Almost immediately afterwards, Zoe's maid entered. There was a gentleman to see her. He would not give his card.
"Show him into the next room," said Zoe, full of excitement, "and if Mr.
Oppner comes back, tell him I am engaged."
She entered the cosy reception-room, feeling that she was about to be admitted behind the scenes, and, woman-like, delightfully curious. A moment later, her visitor arrived.
"I have kept my promise, Miss Oppner!"
She turned, to greet him--and a little, quick cry escaped her.
For this was not Detective-Inspector Pepys who stood, smiling, in the doorway!
It was a man who was, or who seemed to be, taller than he; a slim man, having but one thing in common with the detective: his black morning-coat fitted him as perfectly as the dress-coat had fitted the inspector. An irreproachably attired man is a greater rarity than most people realise; and Zoe Oppner wondered why, even in that moment of amazement, she noted this fact.
Her visitor was singularly handsome. She knew, instantly, that she had never seen one so handsome before. He was of a puzzling type, wholly unlike any European she had met, though no darker of complexion than many Americans. With his waving black hair, extraordinarily perfect features, and the light of conscious power in his large eyes, he awoke something within her that was half memory--yet not wholly so.
She was vaguely afraid, but strongly attracted towards this mysterious stranger.
"But," she said, staring the while as one fascinated, "you--are not Inspector Pepys!"
"True!" he answered smilingly. "I am not Inspector Pepys; nor is there any such person!"
The voice was different, yet somehow reminiscent. Only now, a faint, indefinable accent had crept into it.
"What do you mean?"
Zoe, at the idea that she had been imposed upon, grew regally indignant.

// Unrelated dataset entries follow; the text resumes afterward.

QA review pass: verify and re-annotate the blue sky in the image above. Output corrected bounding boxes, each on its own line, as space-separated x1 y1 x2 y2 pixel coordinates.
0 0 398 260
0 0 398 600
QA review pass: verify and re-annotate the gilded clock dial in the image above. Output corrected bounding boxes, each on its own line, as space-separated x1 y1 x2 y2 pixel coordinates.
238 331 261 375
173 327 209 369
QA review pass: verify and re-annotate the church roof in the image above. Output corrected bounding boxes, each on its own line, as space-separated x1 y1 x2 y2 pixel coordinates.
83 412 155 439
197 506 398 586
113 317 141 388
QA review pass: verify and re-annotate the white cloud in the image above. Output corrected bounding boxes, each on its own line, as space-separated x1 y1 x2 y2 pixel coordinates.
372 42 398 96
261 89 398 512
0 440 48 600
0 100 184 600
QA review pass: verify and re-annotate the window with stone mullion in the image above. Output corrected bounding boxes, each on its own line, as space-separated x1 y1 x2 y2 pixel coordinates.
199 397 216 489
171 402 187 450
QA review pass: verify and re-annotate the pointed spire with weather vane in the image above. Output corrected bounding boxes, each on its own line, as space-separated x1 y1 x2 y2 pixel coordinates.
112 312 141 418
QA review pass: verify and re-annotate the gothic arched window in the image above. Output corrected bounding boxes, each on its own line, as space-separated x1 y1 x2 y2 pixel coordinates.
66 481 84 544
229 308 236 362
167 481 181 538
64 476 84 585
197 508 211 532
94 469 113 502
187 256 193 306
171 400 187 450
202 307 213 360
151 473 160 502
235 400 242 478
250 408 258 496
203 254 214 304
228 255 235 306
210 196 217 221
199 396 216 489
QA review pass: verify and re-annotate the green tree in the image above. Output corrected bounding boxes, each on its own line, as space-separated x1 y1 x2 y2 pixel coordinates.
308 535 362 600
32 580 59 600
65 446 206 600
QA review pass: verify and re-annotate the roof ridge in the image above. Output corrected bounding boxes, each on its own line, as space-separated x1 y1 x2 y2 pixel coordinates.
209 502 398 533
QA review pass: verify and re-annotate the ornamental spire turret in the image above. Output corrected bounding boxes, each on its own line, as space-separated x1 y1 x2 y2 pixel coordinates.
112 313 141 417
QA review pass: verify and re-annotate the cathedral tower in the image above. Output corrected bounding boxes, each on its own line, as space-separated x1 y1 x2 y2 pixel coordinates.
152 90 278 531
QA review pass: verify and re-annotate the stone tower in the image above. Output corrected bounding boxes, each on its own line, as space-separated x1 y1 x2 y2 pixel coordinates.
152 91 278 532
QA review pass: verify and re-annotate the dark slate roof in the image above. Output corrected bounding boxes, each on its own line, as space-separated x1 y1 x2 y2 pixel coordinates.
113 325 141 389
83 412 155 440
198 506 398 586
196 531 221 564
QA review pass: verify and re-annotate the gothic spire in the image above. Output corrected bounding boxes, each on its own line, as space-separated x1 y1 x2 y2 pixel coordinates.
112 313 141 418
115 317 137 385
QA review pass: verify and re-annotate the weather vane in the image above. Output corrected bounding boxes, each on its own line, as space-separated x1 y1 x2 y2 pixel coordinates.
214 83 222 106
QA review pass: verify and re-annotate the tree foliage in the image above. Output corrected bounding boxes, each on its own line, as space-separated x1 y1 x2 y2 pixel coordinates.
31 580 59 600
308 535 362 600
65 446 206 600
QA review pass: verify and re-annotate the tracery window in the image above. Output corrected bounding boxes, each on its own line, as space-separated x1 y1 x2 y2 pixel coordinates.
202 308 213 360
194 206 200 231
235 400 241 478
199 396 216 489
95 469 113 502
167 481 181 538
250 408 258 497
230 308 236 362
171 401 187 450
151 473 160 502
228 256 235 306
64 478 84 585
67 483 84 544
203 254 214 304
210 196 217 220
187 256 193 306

She was a lovely woman, and accustomed to the homage which mankind pays to beauty. Her naturally frank, laughter-loving nature made her a charming companion; but she could be distant, scornful--could crush the most presumptuous with a glance of her eyes.
Now she looked at her strange visitor with frigid dignity, and he merely smiled amusedly, as one smiles at a pretty child.
"Be good enough to explain yourself. If you dared to impose upon Lady Vignoles last night--if you are not really a detective--what are you?"
"That question would take too long to answer, Miss Oppner!"